Meet Your Users Where They Are

Be honest - how many AI products do you actually use? For me, the vast majority of my usage is captured by ChatGPT/Claude, Codex/Claude Code, and the AI responses in Google. What do all of these have in common? Each is an application built by the same company that builds the foundation model inside it. In a future post I'll dig into why I think this is, but for now let's take it as given: there is some structural reason that most users will encounter AI mostly through a big tech company's product. If that is the case, what does it mean for life science software teams?

It means that your existing software stack is not sufficient. Agent harnesses like Codex and Claude Code won't be able to integrate with your application at all, and certainly not in a cost-efficient way. These agents were built to drive a general-purpose computer, not to navigate the bespoke scientific software your team has built.

But you also shouldn't build your own agent harness. This era of software agents has only just begun. As I mentioned, a small number of large, well-resourced, deeply technical companies have built the successful agents so far, and they may have a structural advantage you cannot match. In almost every case it's a wiser course to figure out how to integrate with the AI products your users already know than to build a harness from scratch.

Best practices for agentic software haven't solidified. Consider the pace. Every six months or so a new leading model arrives, and while the improvements are real, this is a very different situation from the one we enjoyed during the Moore's law era. Back then you could develop against the reasonable expectation that a faster processor would show up and fix your application's performance issues for free, with no real effort on your part. LLMs are a different beast. They are non-deterministic, and it takes sophisticated engineering to understand any given model's strengths and weaknesses. When a new model ships, you'll have to re-run your evals (you have those, right?) at minimum, and you may have to re-architect your harness entirely. The foundation model companies will have already done that tuning for their own harnesses before you've even gotten API access.

So in this early era, you integrate with the AI applications that already exist. And as readers of this newsletter will have guessed, that means MCP servers.
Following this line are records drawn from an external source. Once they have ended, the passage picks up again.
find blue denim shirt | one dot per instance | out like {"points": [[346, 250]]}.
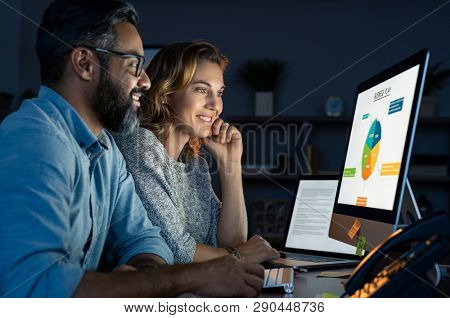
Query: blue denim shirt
{"points": [[65, 194]]}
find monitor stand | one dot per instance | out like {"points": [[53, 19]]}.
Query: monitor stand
{"points": [[410, 213]]}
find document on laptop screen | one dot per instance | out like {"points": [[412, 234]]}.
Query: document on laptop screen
{"points": [[311, 218]]}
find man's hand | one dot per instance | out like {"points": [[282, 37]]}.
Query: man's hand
{"points": [[257, 250], [229, 277]]}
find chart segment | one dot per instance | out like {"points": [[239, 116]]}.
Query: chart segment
{"points": [[371, 150]]}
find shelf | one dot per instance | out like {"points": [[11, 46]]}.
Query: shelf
{"points": [[288, 120], [268, 177], [429, 179], [343, 121]]}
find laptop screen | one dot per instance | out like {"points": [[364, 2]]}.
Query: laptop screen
{"points": [[311, 217]]}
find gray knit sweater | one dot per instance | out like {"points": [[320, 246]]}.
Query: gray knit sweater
{"points": [[178, 196]]}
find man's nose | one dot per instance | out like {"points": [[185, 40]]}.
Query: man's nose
{"points": [[144, 81]]}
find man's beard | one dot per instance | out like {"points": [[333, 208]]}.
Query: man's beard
{"points": [[114, 107]]}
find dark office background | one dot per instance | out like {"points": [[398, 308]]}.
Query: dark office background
{"points": [[328, 47]]}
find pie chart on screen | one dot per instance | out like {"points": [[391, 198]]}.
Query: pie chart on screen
{"points": [[371, 149]]}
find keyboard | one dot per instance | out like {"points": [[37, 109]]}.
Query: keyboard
{"points": [[279, 277], [312, 258]]}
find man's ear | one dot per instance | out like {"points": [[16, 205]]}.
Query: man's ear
{"points": [[84, 62]]}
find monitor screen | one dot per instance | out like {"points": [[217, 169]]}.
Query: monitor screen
{"points": [[377, 142], [311, 217]]}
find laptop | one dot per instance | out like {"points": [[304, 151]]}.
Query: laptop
{"points": [[306, 243]]}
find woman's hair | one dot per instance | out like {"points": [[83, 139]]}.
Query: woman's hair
{"points": [[171, 70]]}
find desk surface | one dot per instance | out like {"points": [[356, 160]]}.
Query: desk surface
{"points": [[308, 285]]}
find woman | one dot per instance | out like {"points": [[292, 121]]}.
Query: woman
{"points": [[181, 113]]}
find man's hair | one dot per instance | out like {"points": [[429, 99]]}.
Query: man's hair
{"points": [[70, 23]]}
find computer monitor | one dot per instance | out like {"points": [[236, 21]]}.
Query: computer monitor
{"points": [[373, 179]]}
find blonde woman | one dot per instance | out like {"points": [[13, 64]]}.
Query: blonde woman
{"points": [[180, 114]]}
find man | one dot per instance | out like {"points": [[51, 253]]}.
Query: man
{"points": [[65, 194]]}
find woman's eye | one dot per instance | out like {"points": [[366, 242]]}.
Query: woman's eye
{"points": [[202, 90]]}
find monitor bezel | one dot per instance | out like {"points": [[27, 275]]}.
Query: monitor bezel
{"points": [[381, 215], [333, 177]]}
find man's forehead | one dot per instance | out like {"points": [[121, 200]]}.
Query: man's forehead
{"points": [[128, 39]]}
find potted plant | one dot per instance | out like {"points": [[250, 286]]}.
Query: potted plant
{"points": [[434, 80], [5, 104], [263, 75]]}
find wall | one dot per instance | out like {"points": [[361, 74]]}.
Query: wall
{"points": [[316, 39], [10, 35]]}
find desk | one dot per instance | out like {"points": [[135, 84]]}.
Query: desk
{"points": [[308, 285]]}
Like a REST API, an MCP server is an interface to a web application. The REST API you have today was built for deterministic, non-agentic software: a frontend running in a browser, or a CLI. It is relatively rigid, taking structured data in and handing structured data back. An MCP server serves this purpose and more. It can return a high-level summary instead of a raw payload, suggest prompts for the agent's next turn, and shape its responses into formats that spend fewer tokens.

As a concrete example, one of the first things you'll discover when building an MCP server is the necessity of batching your backend work. An agent left to its own devices will happily call your tools one at a time, and the latency of all those sequential round trips accumulates until the user gives up and closes the tab.

UI Components Over the Wire

Perhaps the most exciting possibility is that an MCP server can return custom UI components for the agent to render inline.

This is where my earlier argument about tools as interface primitives comes back around. A tool call can be more than a bolus of data and backend logic that hides behind a citation chip in a chat. It can also be a small, self-contained piece of interface that renders inline, giving your users a high-bandwidth way to interact with your application.

Imagine a scientist asks the agent to run a differential expression analysis. Today the best you can hope for is a summary paragraph with maybe a static image bolted on. But if your MCP server returns a custom UI component, the agent can hand back an interactive volcano plot the user can hover over, filter, and click into. A query can return a protein structure the user can rotate. A thousand-row results table can come back sortable and searchable rather than truncated to the first ten lines.

So where does that leave a life science company? You aren't going to out-build the foundation model labs at the harness, and you don't need to. Your users are already inside ChatGPT and Claude. Meet them there.